Voces desde las profundidades

En aquel momento, con un crujido, se desmoronó bajo sus pies el montón de escombros y piedras al que se había subido para poder leer mejor la sentencia.

Asustado, Anton dio un paso atrás.

«¡Espero que los vampiros no se hayan enterado!», pensó pasando la mirada por la sombría fachada de la casa.

Sí, como Anton suponía, Tía Dorothee, Igno Rante y Anna estaban en el sótano, el peligro no era demasiado grande. Pero si habían subido al primer piso… Allí no habían clavado tablones ante las ventanas. Los vacíos huecos de las ventanas, negros e inquietantes, miraban fijamente a Anton.

«¡Pero presumiblemente un vampiro jamás se instalaría bajo un deteriorado tejado que deja pasar los rayos del sol y la lluvia!», pensó entonces.
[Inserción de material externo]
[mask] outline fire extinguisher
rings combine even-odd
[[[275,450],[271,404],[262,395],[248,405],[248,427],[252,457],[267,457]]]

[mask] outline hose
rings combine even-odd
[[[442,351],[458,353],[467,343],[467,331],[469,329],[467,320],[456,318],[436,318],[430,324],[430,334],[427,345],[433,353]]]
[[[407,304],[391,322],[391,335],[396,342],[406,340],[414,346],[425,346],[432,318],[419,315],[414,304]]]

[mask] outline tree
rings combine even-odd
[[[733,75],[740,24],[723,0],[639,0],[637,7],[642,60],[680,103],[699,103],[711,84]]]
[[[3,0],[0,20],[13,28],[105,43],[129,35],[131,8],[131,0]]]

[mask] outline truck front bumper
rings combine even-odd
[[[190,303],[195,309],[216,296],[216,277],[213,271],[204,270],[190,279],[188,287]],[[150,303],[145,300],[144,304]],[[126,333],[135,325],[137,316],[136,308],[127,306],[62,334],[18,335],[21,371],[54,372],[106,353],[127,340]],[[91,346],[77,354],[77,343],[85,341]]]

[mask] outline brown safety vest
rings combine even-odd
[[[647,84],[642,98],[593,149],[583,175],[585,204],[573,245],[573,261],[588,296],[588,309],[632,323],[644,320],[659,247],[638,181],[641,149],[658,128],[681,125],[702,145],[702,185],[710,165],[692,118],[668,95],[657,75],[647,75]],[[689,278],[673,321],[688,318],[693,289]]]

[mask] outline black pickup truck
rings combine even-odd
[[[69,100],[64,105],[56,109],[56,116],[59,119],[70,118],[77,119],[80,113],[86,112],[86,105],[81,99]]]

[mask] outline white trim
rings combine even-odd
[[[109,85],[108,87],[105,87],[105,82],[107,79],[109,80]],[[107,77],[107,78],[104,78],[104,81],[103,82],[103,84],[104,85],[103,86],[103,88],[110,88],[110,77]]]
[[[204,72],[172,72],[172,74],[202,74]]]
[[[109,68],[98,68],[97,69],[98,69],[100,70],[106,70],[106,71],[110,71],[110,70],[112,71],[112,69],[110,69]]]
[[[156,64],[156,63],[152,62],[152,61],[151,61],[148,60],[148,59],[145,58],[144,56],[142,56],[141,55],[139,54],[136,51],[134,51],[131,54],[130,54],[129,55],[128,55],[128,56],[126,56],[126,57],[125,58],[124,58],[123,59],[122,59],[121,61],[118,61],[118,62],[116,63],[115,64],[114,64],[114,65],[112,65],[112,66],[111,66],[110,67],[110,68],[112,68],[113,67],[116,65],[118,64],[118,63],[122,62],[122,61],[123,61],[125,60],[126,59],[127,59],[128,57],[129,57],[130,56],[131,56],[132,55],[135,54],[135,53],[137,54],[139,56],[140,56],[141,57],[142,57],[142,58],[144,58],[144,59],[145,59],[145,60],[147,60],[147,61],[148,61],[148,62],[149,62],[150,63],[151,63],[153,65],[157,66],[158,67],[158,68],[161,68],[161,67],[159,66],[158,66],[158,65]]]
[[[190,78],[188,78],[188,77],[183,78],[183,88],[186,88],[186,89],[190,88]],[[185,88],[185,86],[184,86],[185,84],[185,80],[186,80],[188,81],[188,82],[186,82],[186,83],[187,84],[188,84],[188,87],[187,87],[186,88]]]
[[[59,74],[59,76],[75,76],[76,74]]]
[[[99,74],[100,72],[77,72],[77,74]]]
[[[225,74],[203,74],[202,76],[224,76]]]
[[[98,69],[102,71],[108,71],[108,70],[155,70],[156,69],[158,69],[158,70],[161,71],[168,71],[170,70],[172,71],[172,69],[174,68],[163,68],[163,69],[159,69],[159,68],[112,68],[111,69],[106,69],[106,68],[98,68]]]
De repente Anton oyó voces lejanas: una grave y ronca y otra aguda y ligeramente estridente.

Las voces sonaban extrañamente amortiguadas, como si procedieran de una bóveda subterránea.

¡Luego era cierto que los vampiros habían ido al sótano! Sólo que… ¿dónde estaría la entrada que habían utilizado? Por la puerta de la casa no podían haber entrado en «Villa Vistaclara», pues los tablones estaban demasiado firmes para eso. ¿Habría acaso en la parte trasera de la casa una escalera que conducía al sótano?

Anton se alejó de puntillas de la entrada de la casa.

Descubrió un sendero medio cubierto por la maleza que rodeaba la casa por la izquierda. Con cuidado dio un par de pasos, se detuvo y escuchó con atención.

Volvió a percibir entonces las voces. Seguían sonando extrañamente amortiguadas, pero ahora estaban tan próximas que Anton podía entender cada palabra.

—¿De verdad que no quieres ver eso tan bonito? —preguntó Igno Rante.

—Sí que quiero —dijo Anna—, pero sólo si viene usted conmigo. ¡Yo sola no subo!

¿Subir? Anton se apretó aún más a la pared de la casa. Ya podía rezar para que lo «bonito» estuviera en la planta baja, con las ventanas condenadas… ¡y no en el primer piso!

—¿Por qué le llamas de usted al querido señor Rante? —dijo con voz aflautada Tía Dorothee—. ¡Llámale de tú!

—Sí, exactamente —aprobó Igno Rante—. ¡Llámame simplemente Tío Igno!

—¿Y eso por qué? —repuso Anna.

—¡Para mejorar las relaciones intervampirescas! —contestó Tía Dorothee.

—Humm… lo pensaré —dijo Anna… no muy entusiasmada, como se pudo oír claramente.

—¡Pues entonces empecemos a mejorarlas ahora mismo! —dijo Igno Rante…, a pesar de la apenas disimulada hostilidad de Anna. Y con una empalagosa amabilidad añadió:

—¡La pequeña Anna no se atreve a ir sola! ¡Qué mona!

Anton cerró los puños. ¡Igno Rante era el último al que él permitiría llamarle «mona» a Anna!

—¿Que no me atrevo? —repitió Anna—. ¿Y por qué cree usted eso?

—Porque tú siempre has sido un poco cobarde —objetó Tía Dorothee.

Anton sintió cómo al oír aquella malévola imputación se le encendía la cara de furia.

—¿Que yo soy cobarde? —dijo Anna riéndose indignada—. ¡Bueno, pues entonces por pura cobardía contaré ante el Consejo de Familia que tú le has revelado secretos de familia al señor Rante!

—¿Ante el Consejo de Familia? —exclamó aterrada Tía Dorothee—. ¡No, no debes hacer eso, Anna! ¡Por el amor de Drácula, no digas nada en contra del señor Rante y de mí ante el Consejo de Familia!

—¡Entonces retira lo de que soy una cobarde! —exigió Anna.

—Pues claro que lo retiro —susurró Tía Dorothee—. ¡Eres incluso muy valiente!

«¡Vaya si lo es!», coincidió con ella Anton, aunque sólo con el pensamiento.